Adding another layer to the class was that it ran concurrently with a Princeton University course, bringing two unlikely cohorts together. For Jeff Chu, MDiv ’19, the benefit of this class was twofold. Not only did it challenge Seminary students to leave jargon behind when communicating their opinions and analyses, but it also “opened us up to the healthy discomfort of interacting with folks who don’t come from our religious backgrounds.”

2019 Farminary Amer Agrarians Menu
(Photo: Ben Johnston)

One important component of the course was an oral history project, in which students interviewed a New Jersey agrarian. Many interviews were then submitted into the Princeton Public Library’s oral history project and database. For MDiv student Hannah Grace Lehmann, this added yet another practical layer to the study of food producers, since it allowed students to “listen to the stories of the common person,” she explains. “This is not the person who will spend their life writing books, but one who has an equally important story to share.”

For her project, Lehmann interviewed a shepherdess, who found herself caring for a flock of sheep, despite never doing that sort of work before. “She stepped up, even when she didn’t know what she was getting herself into,” Lehmann says. “It’s inspirational because climate change is dominating our generation’s thinking about the future. It can feel overwhelming, but you can start with something that points towards hope, as she did.”

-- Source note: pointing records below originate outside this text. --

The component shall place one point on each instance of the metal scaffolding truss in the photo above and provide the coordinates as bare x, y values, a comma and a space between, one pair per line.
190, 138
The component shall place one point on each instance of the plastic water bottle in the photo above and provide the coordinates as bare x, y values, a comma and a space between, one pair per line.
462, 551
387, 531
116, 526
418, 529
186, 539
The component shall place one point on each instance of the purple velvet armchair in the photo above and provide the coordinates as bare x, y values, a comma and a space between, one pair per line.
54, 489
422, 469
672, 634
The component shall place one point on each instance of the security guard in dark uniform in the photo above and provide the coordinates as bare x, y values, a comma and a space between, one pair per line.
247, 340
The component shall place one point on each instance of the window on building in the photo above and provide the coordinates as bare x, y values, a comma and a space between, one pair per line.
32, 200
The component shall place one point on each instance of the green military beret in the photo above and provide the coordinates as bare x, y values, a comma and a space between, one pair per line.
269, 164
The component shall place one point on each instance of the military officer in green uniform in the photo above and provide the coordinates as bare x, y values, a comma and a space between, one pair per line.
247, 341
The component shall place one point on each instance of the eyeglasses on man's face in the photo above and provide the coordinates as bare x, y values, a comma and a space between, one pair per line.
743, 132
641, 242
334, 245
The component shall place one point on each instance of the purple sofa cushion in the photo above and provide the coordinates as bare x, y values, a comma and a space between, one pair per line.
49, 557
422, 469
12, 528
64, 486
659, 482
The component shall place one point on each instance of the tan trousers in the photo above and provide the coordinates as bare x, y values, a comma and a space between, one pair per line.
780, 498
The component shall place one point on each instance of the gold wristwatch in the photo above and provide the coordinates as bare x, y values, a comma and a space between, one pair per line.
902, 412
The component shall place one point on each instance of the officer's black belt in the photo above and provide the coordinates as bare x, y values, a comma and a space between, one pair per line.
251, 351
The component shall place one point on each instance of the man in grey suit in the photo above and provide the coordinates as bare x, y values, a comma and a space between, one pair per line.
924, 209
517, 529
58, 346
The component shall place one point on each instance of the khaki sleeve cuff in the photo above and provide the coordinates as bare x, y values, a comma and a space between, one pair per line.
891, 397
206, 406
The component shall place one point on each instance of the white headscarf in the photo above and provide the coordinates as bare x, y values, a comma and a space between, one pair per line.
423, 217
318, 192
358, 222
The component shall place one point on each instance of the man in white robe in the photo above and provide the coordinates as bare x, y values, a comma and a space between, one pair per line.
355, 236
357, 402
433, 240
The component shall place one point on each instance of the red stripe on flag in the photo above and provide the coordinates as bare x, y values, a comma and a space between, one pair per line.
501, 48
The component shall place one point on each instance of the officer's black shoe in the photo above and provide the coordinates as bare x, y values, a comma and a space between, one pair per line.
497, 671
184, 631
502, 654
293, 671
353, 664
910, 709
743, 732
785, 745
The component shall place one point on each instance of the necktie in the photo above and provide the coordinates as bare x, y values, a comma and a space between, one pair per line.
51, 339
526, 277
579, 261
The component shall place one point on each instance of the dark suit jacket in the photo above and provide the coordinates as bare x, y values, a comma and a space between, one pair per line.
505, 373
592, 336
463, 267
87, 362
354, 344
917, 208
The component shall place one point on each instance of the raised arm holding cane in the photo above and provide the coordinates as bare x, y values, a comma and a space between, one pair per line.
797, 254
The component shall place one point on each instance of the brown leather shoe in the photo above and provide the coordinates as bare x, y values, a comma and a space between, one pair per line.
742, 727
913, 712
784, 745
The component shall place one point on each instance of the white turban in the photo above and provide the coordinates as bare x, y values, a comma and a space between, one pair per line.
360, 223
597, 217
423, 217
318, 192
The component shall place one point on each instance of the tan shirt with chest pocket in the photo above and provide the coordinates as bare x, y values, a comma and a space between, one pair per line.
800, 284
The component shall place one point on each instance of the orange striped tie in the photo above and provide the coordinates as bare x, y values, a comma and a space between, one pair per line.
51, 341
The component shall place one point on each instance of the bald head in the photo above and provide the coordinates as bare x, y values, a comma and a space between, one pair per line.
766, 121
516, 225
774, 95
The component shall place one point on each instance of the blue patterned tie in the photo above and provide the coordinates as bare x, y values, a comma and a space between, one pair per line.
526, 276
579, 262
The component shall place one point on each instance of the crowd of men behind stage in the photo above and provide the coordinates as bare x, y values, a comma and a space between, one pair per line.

Chu chose a fisherman as the subject of his oral history project, and was impressed by his subject’s sense of responsibility for the ocean. As he noticed the waters warming and getting more acidic, he started working with research scientists interested in climate change. “We have a tendency to caricature the people who grow our food, but there’s an interdependence between production and science,” Chu says. “Everything is better if we collaborate, as opposed to living in silos and thinking it’s not our responsibility.”

What students took from the course ranged from new friendships with Princeton University students to appreciating the spiritual rhythm of remembering where our food comes from. But if you ask Chu, it’s the practical application of faith that he will take with him. “Theological education has to be done in conversation with the broader world,” he says. “It’s not sufficient if we’re sitting in a classroom, having abstract debates about what a theologian said or wrote. We have to be asking questions about how what we read affects real lives.”